Rethinking Graph Neural Networks for Graph Coloring

The development of graph neural networks (GNNs) stimulated the interest in GNNs for NP-hard problems, while most works apply GNNs for NP-hard problems by empirical intuition and experimental trials and improve the results with the help of some heuristic designs. We start from a simple contradiction that a graph coloring problem requires two connected and symmetric nodes to be assigned different colors while an expressively powerful GNN always maps the two nodes to the same node embeddings. To characterize the power of GNNs for the graph coloring problem, we first formalize the discrimination power of GNNs as the capability to assign nodes different colors. We then study a popular class of GNNs, called AC-GNN, and identify the node pairs that AC-GNNs fail to discriminate and provide corresponding solutions to discriminate them. We show that any AC-GNN is a local coloring method and any local coloring method is non-optimal.
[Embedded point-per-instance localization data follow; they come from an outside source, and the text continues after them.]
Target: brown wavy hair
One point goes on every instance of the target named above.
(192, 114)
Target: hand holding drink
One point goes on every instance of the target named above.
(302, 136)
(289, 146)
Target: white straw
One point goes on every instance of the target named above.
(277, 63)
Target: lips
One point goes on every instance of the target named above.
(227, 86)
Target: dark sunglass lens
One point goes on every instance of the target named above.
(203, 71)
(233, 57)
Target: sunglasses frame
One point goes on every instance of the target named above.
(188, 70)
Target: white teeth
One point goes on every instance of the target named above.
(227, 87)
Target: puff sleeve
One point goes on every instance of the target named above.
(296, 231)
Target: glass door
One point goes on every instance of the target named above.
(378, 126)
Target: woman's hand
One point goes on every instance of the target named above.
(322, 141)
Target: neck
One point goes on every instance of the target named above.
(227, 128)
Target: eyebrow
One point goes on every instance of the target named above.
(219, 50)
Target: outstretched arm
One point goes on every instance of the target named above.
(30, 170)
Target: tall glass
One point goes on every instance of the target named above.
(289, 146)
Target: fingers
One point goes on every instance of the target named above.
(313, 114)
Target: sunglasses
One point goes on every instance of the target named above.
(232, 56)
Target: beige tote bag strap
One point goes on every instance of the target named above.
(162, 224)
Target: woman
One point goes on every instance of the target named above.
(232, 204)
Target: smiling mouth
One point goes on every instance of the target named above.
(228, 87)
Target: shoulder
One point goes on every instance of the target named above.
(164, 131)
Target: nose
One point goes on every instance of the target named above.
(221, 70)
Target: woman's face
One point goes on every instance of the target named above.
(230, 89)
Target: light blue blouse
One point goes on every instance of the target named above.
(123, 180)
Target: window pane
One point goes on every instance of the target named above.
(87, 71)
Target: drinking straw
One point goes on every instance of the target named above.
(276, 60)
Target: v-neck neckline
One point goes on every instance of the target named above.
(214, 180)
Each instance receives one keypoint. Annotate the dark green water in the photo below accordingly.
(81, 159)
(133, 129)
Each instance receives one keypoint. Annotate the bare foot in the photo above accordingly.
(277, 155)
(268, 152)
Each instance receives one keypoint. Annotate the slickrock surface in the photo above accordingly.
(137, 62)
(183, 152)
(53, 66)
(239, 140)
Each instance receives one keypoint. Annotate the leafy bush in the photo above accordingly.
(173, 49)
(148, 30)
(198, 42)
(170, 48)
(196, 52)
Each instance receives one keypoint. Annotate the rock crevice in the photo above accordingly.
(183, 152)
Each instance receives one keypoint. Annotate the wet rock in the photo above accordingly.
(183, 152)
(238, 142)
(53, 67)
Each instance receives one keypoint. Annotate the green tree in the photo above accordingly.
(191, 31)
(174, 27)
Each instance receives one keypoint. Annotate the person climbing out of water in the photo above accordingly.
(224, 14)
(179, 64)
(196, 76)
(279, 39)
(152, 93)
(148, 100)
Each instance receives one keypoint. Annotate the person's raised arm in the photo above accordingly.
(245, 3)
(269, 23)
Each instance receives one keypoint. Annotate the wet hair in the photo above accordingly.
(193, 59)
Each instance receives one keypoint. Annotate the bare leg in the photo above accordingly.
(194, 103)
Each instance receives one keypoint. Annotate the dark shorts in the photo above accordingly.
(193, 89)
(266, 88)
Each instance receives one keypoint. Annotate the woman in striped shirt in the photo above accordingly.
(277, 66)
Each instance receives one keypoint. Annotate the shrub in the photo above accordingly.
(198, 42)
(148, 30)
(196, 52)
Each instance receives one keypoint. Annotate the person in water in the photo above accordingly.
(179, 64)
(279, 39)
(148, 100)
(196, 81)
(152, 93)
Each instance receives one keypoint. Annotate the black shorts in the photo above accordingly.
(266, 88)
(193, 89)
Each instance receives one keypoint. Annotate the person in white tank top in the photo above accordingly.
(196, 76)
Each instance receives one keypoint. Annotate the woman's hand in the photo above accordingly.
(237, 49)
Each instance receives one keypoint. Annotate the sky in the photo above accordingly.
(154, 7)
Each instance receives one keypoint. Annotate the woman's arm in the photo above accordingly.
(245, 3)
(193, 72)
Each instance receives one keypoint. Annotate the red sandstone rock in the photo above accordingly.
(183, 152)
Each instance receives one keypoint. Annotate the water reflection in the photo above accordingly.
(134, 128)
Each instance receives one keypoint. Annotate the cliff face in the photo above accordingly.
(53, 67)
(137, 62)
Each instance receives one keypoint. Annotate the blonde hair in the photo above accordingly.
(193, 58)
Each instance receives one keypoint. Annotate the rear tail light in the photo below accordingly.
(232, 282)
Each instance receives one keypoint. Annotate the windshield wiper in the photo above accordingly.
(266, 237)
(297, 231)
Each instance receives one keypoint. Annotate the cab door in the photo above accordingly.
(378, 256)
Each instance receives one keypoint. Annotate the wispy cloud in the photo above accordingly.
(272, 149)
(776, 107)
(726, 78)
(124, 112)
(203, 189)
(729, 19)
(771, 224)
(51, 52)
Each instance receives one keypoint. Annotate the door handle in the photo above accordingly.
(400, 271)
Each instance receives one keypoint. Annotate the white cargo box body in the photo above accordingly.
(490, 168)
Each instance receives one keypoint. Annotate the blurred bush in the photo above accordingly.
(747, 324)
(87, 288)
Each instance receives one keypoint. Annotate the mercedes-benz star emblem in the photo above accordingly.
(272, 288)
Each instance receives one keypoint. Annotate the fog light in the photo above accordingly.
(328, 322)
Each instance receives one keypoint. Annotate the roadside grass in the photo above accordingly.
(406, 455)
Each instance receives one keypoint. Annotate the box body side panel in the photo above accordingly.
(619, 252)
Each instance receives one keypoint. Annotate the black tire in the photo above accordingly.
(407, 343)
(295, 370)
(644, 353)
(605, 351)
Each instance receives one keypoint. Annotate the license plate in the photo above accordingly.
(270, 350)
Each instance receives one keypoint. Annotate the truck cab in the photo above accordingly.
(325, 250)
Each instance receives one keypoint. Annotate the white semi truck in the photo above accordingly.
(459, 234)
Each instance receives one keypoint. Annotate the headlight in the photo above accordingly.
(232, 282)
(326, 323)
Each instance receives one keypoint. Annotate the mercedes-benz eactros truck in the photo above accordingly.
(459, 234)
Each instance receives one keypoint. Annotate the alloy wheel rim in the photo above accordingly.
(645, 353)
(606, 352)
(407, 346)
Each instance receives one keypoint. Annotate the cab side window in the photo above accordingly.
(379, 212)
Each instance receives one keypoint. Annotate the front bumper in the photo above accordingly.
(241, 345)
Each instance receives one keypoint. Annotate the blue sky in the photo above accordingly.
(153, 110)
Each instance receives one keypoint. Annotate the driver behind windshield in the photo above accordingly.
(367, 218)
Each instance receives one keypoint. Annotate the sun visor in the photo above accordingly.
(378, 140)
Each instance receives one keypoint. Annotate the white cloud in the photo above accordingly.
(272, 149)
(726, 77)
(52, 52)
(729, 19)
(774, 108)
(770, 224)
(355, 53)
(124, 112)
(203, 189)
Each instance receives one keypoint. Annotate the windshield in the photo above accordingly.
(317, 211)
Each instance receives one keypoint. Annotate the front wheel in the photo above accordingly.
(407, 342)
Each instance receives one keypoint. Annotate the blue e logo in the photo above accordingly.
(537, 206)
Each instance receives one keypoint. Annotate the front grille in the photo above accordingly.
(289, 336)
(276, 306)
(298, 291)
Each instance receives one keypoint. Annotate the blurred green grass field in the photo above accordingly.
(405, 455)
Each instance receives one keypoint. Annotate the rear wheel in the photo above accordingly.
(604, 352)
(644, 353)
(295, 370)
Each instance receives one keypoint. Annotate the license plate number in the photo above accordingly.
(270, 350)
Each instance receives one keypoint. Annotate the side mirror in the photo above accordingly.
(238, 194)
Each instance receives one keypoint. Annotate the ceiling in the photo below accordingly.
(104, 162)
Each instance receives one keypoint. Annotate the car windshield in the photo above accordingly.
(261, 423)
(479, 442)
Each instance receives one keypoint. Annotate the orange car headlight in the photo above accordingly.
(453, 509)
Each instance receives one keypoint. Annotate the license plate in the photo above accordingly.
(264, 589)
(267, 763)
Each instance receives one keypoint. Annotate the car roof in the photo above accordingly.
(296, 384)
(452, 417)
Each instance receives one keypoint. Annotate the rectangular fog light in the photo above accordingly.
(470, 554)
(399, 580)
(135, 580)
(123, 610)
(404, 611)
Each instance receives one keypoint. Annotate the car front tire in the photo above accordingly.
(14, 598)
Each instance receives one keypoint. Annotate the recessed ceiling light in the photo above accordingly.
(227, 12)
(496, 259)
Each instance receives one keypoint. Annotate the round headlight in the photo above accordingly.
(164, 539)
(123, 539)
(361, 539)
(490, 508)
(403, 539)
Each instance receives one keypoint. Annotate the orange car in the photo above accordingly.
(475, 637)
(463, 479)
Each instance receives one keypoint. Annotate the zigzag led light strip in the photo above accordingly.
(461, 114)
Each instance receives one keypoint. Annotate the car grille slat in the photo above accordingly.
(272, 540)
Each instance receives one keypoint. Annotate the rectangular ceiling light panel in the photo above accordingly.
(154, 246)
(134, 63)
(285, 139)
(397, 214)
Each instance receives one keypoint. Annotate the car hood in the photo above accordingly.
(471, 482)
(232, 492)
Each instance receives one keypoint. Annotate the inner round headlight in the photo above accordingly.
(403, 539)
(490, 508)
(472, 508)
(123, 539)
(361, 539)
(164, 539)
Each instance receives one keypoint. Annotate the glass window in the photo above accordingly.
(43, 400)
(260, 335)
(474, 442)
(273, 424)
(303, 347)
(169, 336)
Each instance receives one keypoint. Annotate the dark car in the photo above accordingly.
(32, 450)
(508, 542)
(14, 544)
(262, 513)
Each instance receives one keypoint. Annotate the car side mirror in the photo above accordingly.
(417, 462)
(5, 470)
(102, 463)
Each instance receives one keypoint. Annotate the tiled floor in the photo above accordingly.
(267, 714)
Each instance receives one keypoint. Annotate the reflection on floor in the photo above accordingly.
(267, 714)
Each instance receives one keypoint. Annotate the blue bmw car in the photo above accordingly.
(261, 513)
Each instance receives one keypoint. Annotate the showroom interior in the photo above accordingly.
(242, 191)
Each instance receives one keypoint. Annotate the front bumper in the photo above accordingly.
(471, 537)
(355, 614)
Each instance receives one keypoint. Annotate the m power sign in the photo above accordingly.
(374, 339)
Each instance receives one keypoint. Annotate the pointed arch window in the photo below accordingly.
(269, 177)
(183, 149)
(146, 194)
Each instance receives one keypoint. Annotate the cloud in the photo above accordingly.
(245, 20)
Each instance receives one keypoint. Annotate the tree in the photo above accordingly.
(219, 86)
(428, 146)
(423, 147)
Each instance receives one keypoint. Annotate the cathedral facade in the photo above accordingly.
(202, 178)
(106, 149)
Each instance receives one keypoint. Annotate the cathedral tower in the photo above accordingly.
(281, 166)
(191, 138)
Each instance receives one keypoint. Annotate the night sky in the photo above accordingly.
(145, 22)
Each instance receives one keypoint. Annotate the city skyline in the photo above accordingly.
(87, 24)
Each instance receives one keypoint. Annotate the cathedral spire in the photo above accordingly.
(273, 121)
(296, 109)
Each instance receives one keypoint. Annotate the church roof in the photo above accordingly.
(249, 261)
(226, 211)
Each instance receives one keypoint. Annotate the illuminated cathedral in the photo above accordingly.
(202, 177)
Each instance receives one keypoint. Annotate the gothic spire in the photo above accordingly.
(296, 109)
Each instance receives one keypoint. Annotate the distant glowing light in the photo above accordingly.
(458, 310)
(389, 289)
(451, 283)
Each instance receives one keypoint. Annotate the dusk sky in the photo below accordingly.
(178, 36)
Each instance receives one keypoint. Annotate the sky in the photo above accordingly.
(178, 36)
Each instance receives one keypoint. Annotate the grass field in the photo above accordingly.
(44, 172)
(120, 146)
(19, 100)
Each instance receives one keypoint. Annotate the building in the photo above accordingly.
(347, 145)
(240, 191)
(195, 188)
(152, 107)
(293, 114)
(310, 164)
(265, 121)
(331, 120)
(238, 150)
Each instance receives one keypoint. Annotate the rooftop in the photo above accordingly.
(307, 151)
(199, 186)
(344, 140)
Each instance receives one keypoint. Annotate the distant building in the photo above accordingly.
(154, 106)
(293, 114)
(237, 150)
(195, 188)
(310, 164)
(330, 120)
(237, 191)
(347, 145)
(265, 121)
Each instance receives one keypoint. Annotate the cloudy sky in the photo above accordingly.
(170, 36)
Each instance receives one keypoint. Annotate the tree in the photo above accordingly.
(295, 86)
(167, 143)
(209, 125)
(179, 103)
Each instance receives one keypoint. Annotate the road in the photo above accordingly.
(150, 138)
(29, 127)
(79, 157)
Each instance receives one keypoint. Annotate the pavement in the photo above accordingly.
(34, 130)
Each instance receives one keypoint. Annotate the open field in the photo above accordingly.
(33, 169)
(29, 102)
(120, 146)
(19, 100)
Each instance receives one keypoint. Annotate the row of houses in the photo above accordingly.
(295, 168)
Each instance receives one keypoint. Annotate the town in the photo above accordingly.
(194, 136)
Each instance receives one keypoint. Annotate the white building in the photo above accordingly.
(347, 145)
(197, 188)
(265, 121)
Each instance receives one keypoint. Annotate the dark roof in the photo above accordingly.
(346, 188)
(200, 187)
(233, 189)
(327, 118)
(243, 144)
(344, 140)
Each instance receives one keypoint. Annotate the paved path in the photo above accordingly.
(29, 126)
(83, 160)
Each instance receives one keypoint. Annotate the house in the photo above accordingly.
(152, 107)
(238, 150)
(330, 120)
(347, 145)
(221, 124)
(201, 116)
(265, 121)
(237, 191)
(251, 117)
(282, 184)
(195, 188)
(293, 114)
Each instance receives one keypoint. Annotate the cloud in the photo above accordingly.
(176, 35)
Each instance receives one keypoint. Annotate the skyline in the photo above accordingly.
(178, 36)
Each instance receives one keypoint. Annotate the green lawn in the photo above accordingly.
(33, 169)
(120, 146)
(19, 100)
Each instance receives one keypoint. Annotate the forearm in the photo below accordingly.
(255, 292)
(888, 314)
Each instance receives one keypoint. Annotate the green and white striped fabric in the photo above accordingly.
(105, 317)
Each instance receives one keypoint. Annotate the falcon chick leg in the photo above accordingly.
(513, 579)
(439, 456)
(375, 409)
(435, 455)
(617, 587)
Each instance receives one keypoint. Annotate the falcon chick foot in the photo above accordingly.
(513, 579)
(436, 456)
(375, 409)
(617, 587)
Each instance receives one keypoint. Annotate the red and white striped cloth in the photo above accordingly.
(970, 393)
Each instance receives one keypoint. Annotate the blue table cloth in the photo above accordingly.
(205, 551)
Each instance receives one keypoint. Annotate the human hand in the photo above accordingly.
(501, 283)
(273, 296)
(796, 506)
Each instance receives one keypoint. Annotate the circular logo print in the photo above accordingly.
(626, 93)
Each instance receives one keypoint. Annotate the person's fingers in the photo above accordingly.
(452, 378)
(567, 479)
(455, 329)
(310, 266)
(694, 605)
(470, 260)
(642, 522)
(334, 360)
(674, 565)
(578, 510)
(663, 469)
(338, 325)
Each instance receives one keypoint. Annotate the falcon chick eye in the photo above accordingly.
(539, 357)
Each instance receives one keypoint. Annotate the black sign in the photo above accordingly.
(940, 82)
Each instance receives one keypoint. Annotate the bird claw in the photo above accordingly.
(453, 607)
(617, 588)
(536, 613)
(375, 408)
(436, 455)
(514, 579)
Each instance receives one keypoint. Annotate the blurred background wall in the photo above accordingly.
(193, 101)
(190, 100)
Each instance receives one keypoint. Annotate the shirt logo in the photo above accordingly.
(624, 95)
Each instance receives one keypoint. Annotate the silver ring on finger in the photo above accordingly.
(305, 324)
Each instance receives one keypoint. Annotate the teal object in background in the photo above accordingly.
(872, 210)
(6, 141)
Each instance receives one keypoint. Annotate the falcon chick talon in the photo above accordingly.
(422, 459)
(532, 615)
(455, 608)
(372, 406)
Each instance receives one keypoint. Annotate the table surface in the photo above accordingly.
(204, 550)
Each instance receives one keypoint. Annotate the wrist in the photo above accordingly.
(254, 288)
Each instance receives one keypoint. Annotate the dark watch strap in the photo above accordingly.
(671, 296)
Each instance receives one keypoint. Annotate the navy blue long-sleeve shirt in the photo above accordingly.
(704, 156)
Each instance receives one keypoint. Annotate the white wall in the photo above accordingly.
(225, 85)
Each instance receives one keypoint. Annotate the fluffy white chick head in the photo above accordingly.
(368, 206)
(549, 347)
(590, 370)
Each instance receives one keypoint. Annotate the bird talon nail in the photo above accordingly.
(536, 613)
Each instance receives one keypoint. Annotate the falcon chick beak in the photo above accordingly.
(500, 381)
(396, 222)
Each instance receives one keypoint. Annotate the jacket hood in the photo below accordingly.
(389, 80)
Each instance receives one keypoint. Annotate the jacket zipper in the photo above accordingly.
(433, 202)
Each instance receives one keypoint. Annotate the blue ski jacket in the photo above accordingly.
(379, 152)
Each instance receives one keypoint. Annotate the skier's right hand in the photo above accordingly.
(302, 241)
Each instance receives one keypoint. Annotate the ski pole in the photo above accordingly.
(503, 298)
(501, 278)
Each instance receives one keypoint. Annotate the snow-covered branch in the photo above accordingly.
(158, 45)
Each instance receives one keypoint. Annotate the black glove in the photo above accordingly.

Moreover, we discuss the color equivalence of graphs and give a condition for the color equivalent AC-GNN theoretically. Following the approaches which prove to enhance the discriminative power, we develop a simple architecture for the graph coloring problem without heuristic pre-processing and post-processing procedures. We empirically validate our theoretical findings and demonstrate that our model is discriminatively powerful and even comparable with state-of-the-art heuristic algorithms.